I was deep in research with my friend and fellow reenactor, Larry Schmidt, trying to document the original color of the field of a regimental flag – he favors a minty green (which he claims is "refreshing"), while I am holding out for Jersey drab – when we made an extraordinary discovery.
We were visiting the Spanktown Society of Friends in Carteret, New Jersey. We were ushered into a disused storeroom at the back of the building, the oldest part of this structure that Larry is convinced is all that remains of the historic Blazing Star Tavern from which you may recall Col. Ogden launched his raid against the loyalists on Staten Island in 1777.
We had come to view what we were told was an 18th century American haversack of soiled onsaberg linen on which someone had painted the shield of our regiment in an early American primitive style. However, we could see right away that it was actually a grease stain that looked vaguely like a bearded man with undressed hair which is clearly not 18thcentury. While Larry is not unconvinced that it may in fact be a representation of Edward Hyde, Lord Cornbury, one of the colony's first royal governors who reputedly dressed in women's clothing to effect a likeness to his cousin, Queen Anne, I remain skeptical.
In any event, we were extremely disappointed to have followed another promising lead down a false trail, but then noticed a bundle of rags that at first we took for something even Adam Young might refuse to wear but which actually proved to be an old book wrapped in tow cloth.
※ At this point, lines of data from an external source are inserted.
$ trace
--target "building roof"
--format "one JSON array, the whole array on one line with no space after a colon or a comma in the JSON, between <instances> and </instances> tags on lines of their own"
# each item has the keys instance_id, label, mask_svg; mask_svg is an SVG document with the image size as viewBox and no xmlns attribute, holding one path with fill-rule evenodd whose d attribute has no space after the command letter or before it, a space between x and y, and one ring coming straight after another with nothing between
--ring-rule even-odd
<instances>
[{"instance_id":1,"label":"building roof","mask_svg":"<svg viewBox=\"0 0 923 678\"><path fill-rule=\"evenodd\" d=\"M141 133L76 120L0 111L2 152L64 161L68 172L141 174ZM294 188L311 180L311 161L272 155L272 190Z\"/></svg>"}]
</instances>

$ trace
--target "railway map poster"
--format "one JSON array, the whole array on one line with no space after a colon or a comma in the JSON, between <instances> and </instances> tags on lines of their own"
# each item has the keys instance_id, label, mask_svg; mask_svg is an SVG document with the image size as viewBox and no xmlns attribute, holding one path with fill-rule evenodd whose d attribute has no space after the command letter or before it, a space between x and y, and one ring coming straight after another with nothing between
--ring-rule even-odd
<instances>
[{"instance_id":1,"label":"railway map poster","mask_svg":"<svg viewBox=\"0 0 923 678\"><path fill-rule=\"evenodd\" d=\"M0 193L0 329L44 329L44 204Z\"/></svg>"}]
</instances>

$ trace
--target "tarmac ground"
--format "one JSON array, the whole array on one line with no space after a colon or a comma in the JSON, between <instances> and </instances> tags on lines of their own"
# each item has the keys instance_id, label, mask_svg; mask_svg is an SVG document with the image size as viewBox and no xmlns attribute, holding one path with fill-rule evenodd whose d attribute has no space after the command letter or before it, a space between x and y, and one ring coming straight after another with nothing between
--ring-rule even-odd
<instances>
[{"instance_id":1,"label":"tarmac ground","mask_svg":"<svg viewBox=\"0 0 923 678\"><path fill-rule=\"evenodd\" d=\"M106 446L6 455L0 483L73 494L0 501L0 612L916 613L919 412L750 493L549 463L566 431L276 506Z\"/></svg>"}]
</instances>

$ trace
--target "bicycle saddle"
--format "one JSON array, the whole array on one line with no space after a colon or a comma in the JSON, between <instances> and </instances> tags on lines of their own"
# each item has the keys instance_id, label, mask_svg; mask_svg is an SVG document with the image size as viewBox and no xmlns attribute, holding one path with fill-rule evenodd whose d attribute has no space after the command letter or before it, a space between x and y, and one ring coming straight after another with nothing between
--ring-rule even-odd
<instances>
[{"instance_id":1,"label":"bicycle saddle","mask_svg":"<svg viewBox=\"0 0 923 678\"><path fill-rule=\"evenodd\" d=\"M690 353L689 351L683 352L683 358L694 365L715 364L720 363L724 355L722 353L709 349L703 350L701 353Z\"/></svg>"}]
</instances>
What we found inside literally blew our minds.
It appears to be a journal, in appallingly poor handwriting, written by an enlisted man in my ancestor Colonel Ogden’s 1st New Jersey. As you may know, anything written by enlisted men is rare enough from this period. Aside from the 1776 diary of Timothy Tuttle, there is no other contemporary journal of its kind known from our regiment. While it is very difficult to decipher, appears to have been written in a variety of natural inks, and has many loose pages all out of order, Larry and I have made enough progress to be able to say with certainty that the author is one Constant Belcher of Elizabethtown and that he was for a period the waiter or batman of my own direct ancestor, Brigade Major Aaron Ogden, the brother of Colonel Matthias Ogden!
Like Ogden, Belcher is an old Elizabeth New Jersey name, and The Belcher-Ogden House in Elizabeth, also known as the Governor Jonathan Belcher Mansion, is another intriguing connection between these families. I had no idea that Maj. Ogden had a batman named Belcher, and never conceived that he might have left a journal of his experiences. Larry and I promptly made a $10 contribution to the Spanktown Yearly Meeting and they let us take the tow cloth and its contents.
I am so excited by this discovery. Larry and I feel it will absolutely change our understanding of the Revolution from the common man's perspective, and is likely to get a few noses out of joint on RevList. We won't have to throw way our Pickering's Tools anymore as inauthentic, for one thing, as you will see.